Закончил работу. По традиции начисто вытираю витрину, тушу огонь в печи, отряхиваю фартук (крупинки муки снежинками оседают на коричневой плитке), переодеваюсь. Тесто для булочек готово, на рассвете вернусь их выпекать. Они украсят воскресный завтрак: горячими попадут на столы наших жителей, их помажут сливочным маслом с медом или обмакнут в желток глазуньи.
Выходя из пекарни, собираюсь выключить радио, но замираю. Замечательная песня “I say a little prayer” Ареты Франклин, королевы соула. Слова, точно выражающие мысли. “Forever, and ever, you'll stay in my heart. / And I will love you / Forever, and ever, we never will part”[27].
Дочь, на завтра обещали спокойную погоду. Вьюга уходит.
Скучаю. Папа
18 Ты найдешь счастье тогда, когда прекратишь поиски
Досту,
утро я встретил у океана. Отпустил с поводка Марса, сел на перевернутую лодку, смотрел на воду. Штиль.
Перед выходом из дома заглянул в бортовой журнал. «Не бойся даже самого далекого горизонта». Почистил заснеженную палубу Озгюра и пошел на берег. Сегодня ни одна мысль не отзывается во мне вдохновением.
Неужели не найду тебя? Неужели я обознался?
Марс, подцепив рыбацкую сеть, рыча, носится с ней по берегу. Бас проплывающего на горизонте корабля, запах водорослей и ощущение неправдоподобного простора. Вода приветливо поблескивает на выглянувшем солнце.
У океана глубокий взгляд, кого-то он пугает, а мне видится дружеским. Океан превосходит все ожидания. Каким бы ты его ни представлял, он оказывается иным и никогда себя не повторяет.
Марс бросает игрушку, спешит кому-то навстречу. Оборачиваюсь. Амир. Друг сворачивает с дороги с двумя бумажными пакетами в руках. «Подумал, что если ты не в пекарне, то здесь. Держи – горячий круассан. Твой с малиновым джемом. Своим, сырным, я поделюсь с этим симпатягой». Не успевает Амир вытащить круассан, как пес, подпрыгнув, хватает его и уносит за лодку.

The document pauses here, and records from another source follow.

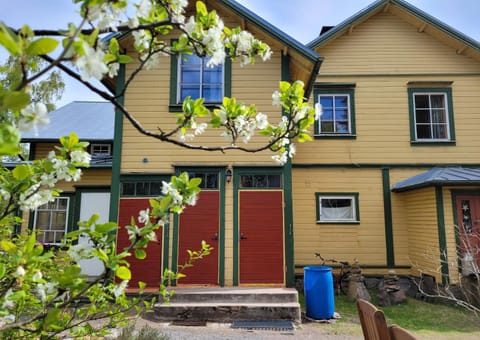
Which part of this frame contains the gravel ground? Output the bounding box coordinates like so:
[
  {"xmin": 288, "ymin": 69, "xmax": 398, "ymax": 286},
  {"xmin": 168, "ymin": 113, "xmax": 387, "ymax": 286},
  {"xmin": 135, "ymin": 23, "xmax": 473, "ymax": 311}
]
[{"xmin": 121, "ymin": 319, "xmax": 363, "ymax": 340}]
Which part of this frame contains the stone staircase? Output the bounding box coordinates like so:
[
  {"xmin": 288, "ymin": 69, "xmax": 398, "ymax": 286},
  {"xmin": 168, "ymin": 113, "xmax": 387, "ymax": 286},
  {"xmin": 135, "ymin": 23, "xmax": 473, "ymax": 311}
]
[{"xmin": 145, "ymin": 288, "xmax": 301, "ymax": 323}]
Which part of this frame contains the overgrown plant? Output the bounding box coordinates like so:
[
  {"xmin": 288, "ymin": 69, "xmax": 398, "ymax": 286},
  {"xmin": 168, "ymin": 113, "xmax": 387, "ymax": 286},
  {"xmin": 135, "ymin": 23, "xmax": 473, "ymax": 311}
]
[
  {"xmin": 412, "ymin": 226, "xmax": 480, "ymax": 317},
  {"xmin": 0, "ymin": 0, "xmax": 320, "ymax": 338}
]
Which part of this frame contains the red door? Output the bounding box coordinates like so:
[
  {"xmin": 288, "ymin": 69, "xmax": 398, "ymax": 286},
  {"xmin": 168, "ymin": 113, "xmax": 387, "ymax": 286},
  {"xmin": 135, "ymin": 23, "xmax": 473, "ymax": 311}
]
[
  {"xmin": 178, "ymin": 190, "xmax": 220, "ymax": 285},
  {"xmin": 239, "ymin": 190, "xmax": 285, "ymax": 284},
  {"xmin": 117, "ymin": 198, "xmax": 162, "ymax": 288},
  {"xmin": 456, "ymin": 195, "xmax": 480, "ymax": 268}
]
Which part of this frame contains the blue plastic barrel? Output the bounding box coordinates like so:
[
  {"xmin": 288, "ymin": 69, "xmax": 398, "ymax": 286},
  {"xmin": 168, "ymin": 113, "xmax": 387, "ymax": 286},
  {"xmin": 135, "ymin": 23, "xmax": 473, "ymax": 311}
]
[{"xmin": 303, "ymin": 266, "xmax": 335, "ymax": 320}]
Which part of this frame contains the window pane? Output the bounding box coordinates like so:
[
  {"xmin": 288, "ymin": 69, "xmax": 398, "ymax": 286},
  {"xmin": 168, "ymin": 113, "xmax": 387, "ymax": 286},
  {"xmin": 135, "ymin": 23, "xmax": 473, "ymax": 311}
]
[
  {"xmin": 415, "ymin": 110, "xmax": 430, "ymax": 123},
  {"xmin": 320, "ymin": 121, "xmax": 334, "ymax": 133},
  {"xmin": 417, "ymin": 125, "xmax": 432, "ymax": 139},
  {"xmin": 122, "ymin": 182, "xmax": 135, "ymax": 195},
  {"xmin": 268, "ymin": 175, "xmax": 282, "ymax": 188},
  {"xmin": 414, "ymin": 94, "xmax": 430, "ymax": 108},
  {"xmin": 430, "ymin": 94, "xmax": 445, "ymax": 109},
  {"xmin": 320, "ymin": 198, "xmax": 354, "ymax": 221},
  {"xmin": 335, "ymin": 96, "xmax": 348, "ymax": 108}
]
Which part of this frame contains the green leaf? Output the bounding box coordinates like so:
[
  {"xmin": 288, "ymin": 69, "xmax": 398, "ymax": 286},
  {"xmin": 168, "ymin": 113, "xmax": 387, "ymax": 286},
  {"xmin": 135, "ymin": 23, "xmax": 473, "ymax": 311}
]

«Когда смотрю на океан, все мои переживания кажутся незначительными и временными, – Амир садится на соседнюю лодку, снимает шапку, сжимает ее в правой руке. – А еще океан как любовь. Надо обязательно нырнуть, чтобы почувствовать эту красоту. Прежним уже не выплывешь. Мы с женой как-то ездили на южный берег, там у них бывает лето, можно искупаться. Дно – сокровищница, глаз не оторвать».
Да, так и есть. Океан, как душа думающего человека, всегда волнуется: либо на глубине, оставаясь невидимым, либо снаружи, выплескивая чувства.
Марс, слопав угощение, подбегает, трется головой о мой ботинок. Это значит: вытри меня, я в крошках. Пес терпеть не может грязную морду. На такой случай у нас с Марией всегда в карманах салфетки.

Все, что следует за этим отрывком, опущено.